A incorporação de ar acima de determinado nível causa defeitos no sorvete, como redução no tamanho dos cristais de gelo, redução no ponto de fusão e baixa dureza.
Os estabilizantes, também chamados de espessantes, aglutinantes e hidrocoloides, são compostos macromoleculares que se hidratam intensamente com água e formam soluções coloidais, controlando, assim, a movimentação da água através da formação de pontes de hidrogênio e da formação de uma rede tridimensional que impede a mobilidade da água.
Os estabilizantes são usados em pequenas quantidades (0,1% a-0,5%) na mistura de sorvete, conferindo uniformidade e maciez ao corpo do produto. Sua utilização tem por objetivo evitar o crescimento de cristais de gelo e de lactose, e a recristalização, causada pelas flutuações de temperatura durante a conservação do sorvete.
Os estabilizantes também melhoram as propriedades de batimento, aumentam a viscosidade da calda, contribuem para o melhoramento do corpo e textura do produto final, melhoram as propriedades de derretimento, evitam a separação do soro, facilitam a incorporação e a distribuição de ar durante a fabricação do sorvete, promovem melhor estabilidade durante o armazenamento e não têm efeito no ponto de congelamento.
Contudo, se não incorporados na medida certa, podem restringir a capacidade de chicoteamento, formar uma estrutura pesada e encharcada e produzir propriedades de fusão indesejáveis.
Os emulsificantes são substâncias químicas com uma parte da molécula hidrofóbica e outra hidrofílica que possibilitam a formação de uma emulsão, reduzindo a tensão superficial. No sorvete existem dois tipos de emulsão: emulsão gordura em água e emulsão ar em calda, parcialmente congelada.
No sorvete, os emulsificantes são usados para promover a uniformidade durante o batimento, reduzir o tempo de batimento da calda, controlar a aglomeração e o reagrupamento da gordura durante a etapa de congelamento (estabiliza a emulsão de gordura) e facilitar a distribuição das bolhas de ar, produzindo um sorvete com corpo e textura cremosa típica. Seu uso também reduz os efeitos negativos causados pela flutuação da temperatura e aumentam a resistência ao derretimento.
O uso excessivo de emulsificante pode resultar em derretimento muito lento e alterações nas características desejáveis de corpo e textura.
Os emulsificantes mais utilizados para a fabricação de sorvete são mono e di-glicerídeos e monoestearato de sorbitana.
Os corantes e aromatizantes são utilizados para intensificar as propriedades de cor, aroma e sabor do alimento. Tais substâncias podem ser naturais ou artificiais.
As essências apresentam duas características importantes: tipo e intensidade.
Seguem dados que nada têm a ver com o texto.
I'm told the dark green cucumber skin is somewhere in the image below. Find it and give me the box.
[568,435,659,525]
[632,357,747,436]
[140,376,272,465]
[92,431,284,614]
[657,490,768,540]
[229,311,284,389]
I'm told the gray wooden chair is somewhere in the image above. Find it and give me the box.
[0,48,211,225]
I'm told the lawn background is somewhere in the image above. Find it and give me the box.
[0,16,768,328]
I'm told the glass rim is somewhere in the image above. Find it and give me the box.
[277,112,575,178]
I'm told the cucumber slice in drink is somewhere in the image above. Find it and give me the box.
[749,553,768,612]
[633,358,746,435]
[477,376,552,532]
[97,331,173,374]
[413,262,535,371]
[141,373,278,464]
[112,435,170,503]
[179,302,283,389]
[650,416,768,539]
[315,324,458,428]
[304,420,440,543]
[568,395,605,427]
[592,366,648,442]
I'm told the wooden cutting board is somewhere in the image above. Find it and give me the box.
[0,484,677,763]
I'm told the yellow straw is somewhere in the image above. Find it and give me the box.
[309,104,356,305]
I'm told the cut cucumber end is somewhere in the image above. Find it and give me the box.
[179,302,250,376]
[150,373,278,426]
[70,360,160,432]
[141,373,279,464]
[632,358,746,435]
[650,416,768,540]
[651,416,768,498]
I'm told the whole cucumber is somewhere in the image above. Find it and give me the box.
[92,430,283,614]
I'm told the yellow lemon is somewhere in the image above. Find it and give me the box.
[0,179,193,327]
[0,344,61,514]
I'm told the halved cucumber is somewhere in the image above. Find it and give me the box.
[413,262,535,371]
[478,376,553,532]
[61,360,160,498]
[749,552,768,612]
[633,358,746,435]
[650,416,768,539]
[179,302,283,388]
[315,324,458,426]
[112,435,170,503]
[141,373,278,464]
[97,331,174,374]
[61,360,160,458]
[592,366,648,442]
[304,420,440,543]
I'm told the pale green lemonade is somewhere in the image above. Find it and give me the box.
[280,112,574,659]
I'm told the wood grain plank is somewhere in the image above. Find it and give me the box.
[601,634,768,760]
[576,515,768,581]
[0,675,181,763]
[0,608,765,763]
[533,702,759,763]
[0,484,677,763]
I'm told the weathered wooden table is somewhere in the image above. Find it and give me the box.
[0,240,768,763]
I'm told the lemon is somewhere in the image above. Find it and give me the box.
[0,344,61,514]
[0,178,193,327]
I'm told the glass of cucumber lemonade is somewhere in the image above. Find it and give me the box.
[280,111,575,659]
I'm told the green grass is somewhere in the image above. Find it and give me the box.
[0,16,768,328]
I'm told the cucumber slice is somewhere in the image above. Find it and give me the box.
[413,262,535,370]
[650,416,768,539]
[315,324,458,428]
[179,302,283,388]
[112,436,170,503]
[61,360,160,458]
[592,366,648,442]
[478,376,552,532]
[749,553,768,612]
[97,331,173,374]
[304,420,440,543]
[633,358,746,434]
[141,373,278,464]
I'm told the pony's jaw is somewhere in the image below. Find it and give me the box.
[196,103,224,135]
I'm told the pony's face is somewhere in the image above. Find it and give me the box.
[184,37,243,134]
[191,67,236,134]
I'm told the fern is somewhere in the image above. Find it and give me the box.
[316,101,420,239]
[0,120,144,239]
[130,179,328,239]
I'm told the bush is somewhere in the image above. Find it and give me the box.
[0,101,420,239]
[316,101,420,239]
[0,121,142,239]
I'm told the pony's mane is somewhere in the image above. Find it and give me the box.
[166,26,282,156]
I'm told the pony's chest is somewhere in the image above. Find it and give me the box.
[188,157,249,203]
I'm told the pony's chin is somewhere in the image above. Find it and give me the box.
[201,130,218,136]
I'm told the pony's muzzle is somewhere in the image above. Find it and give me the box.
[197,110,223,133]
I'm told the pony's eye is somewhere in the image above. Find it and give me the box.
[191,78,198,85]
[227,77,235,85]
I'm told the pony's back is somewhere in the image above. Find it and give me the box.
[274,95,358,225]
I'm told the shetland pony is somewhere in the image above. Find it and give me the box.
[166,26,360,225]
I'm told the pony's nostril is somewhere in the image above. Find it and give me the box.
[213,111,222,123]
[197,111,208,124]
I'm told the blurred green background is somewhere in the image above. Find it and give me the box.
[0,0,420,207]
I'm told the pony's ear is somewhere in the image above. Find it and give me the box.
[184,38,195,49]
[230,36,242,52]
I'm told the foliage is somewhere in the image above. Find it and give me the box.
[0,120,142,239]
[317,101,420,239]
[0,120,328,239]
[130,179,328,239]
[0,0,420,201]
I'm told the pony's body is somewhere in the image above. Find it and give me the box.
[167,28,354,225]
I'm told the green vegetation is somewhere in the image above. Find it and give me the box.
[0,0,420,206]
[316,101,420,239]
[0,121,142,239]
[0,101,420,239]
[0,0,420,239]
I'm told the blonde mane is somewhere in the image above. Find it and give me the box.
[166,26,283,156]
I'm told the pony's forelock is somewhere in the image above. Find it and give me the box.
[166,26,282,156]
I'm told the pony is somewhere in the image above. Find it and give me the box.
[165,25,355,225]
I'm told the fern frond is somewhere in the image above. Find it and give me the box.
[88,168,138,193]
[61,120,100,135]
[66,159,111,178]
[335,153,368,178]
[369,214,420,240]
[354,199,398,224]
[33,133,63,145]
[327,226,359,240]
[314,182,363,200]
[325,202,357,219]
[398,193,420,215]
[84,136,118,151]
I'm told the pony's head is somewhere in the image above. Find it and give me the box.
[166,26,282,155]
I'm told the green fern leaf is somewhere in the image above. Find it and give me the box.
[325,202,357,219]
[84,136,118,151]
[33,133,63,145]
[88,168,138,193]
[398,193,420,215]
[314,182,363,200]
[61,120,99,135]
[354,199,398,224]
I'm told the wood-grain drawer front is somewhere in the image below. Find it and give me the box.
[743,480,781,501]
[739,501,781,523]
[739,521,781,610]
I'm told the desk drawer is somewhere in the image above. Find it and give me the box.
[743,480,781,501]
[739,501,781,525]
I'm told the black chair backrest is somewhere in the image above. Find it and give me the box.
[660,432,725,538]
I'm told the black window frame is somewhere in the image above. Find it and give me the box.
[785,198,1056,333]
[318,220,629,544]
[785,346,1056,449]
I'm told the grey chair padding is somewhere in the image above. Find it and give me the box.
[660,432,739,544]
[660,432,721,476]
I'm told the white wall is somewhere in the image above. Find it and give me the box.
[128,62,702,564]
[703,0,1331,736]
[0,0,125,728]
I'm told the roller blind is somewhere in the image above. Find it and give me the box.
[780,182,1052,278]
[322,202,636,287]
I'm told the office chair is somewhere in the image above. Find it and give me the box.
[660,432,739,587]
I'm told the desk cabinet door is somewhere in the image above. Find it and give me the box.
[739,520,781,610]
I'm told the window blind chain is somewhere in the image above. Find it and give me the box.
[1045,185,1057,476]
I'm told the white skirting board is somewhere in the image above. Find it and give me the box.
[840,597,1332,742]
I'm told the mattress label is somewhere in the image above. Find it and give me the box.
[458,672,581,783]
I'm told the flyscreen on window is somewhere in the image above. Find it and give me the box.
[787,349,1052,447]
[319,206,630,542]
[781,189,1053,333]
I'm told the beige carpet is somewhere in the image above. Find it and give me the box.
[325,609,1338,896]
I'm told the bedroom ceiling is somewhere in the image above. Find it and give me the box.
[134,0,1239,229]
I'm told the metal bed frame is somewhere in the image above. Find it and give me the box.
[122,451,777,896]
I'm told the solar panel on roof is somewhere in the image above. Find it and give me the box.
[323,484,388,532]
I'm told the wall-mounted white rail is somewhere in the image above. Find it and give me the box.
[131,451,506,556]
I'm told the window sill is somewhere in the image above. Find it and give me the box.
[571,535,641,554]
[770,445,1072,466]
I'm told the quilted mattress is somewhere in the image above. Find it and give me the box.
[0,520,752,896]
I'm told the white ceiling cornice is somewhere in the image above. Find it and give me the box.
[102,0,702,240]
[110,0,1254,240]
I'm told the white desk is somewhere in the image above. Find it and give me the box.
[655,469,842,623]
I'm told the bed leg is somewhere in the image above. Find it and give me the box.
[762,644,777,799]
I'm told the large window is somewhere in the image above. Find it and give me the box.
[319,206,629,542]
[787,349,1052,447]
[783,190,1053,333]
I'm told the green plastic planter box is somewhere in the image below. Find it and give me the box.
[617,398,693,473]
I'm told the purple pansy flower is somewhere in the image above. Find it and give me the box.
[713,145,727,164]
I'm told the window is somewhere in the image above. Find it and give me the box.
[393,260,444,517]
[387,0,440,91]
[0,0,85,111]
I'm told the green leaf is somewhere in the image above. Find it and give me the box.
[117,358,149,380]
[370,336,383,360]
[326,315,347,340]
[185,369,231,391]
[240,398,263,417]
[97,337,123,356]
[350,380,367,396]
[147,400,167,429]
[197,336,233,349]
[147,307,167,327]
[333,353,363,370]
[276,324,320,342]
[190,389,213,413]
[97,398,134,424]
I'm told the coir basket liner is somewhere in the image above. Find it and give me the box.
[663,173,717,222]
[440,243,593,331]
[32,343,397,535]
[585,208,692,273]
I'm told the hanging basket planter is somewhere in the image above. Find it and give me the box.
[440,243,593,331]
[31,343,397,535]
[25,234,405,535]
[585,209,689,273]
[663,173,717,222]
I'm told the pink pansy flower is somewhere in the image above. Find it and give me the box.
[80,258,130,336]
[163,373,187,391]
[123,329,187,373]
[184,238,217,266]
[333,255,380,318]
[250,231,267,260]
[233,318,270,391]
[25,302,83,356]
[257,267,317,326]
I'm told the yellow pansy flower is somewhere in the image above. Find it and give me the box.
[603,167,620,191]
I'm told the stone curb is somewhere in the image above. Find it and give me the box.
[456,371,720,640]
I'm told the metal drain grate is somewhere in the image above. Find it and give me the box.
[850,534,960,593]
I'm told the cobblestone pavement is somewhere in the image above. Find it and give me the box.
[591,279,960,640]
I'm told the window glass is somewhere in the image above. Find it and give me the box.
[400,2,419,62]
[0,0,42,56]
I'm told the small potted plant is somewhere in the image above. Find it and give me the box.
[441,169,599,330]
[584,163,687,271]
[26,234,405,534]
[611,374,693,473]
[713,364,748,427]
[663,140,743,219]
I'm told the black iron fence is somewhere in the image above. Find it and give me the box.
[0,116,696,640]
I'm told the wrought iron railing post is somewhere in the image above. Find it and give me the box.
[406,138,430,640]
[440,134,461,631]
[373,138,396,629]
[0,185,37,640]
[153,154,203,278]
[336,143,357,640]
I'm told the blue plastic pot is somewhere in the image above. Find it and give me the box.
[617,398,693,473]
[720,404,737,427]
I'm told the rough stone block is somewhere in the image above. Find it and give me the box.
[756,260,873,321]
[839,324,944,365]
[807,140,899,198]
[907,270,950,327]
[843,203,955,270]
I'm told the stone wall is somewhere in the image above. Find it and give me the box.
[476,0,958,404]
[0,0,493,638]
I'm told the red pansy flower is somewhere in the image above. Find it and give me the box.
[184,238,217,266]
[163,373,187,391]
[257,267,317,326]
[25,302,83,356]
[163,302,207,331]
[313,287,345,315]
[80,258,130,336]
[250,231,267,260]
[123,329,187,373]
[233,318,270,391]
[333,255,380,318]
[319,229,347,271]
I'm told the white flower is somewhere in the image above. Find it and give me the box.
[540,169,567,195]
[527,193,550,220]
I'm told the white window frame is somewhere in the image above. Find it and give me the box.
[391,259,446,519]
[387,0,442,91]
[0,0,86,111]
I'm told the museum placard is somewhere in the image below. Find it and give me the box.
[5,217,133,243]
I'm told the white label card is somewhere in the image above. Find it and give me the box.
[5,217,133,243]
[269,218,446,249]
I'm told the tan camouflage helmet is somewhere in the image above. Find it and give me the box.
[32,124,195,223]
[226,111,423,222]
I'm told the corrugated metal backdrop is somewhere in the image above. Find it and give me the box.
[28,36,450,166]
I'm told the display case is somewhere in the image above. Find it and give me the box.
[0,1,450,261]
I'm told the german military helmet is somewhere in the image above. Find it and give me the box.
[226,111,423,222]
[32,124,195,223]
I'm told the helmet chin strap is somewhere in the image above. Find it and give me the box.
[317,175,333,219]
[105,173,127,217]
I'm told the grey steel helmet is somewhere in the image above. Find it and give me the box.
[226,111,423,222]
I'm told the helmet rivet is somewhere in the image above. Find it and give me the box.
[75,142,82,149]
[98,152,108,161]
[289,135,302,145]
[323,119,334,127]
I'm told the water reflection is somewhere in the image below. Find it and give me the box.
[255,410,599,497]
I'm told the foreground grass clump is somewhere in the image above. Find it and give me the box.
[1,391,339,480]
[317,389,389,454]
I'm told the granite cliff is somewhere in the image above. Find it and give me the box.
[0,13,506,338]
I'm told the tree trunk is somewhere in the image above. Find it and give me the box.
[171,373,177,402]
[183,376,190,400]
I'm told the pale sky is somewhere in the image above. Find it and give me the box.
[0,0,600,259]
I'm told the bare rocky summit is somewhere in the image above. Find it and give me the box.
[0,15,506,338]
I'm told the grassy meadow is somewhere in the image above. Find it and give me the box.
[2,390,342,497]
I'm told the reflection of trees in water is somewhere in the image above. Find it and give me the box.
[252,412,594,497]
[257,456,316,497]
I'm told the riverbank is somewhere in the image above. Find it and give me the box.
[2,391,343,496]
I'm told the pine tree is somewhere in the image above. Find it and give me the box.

Geralmente, as essências de sabores pouco intensos são mais facilmente misturadas e tendem a não ser rejeitadas em altas concentrações.
O total de sólidos inclui a soma de todos os ingredientes sólidos e secos do sorvete. Gordura, açúcar, MSNF, estabilizantes e emulsificantes contribuem para o total de sólidos do sorvete. As propriedades do sorvete são melhoradas especialmente pela adição de sólidos de soro de leite e gema de ovo, creme de leite e ovos. Entre as principais funções estão a melhoria da textura e do corpo, melhoria da capacidade de chicoteamento, redução do ponto de congelamento e aumento da saturação. O excesso de total de sólidos no sorvete pode causar diminuição do resfriamento e estrutura encharcada e pesada.
Os sólidos de gema de ovo são de alto valor alimentício, aumentam a viscosidade, conferem corpo e textura, e possuem pouca influência no ponto de congelamento.
O sorvete é um alimento extremamente complexo e o entendimento dos ingredientes, do processamento, da microestrutura, da textura e da relação entre esses itens permite a elaboração de produtos de alta aceitabilidade no mercado.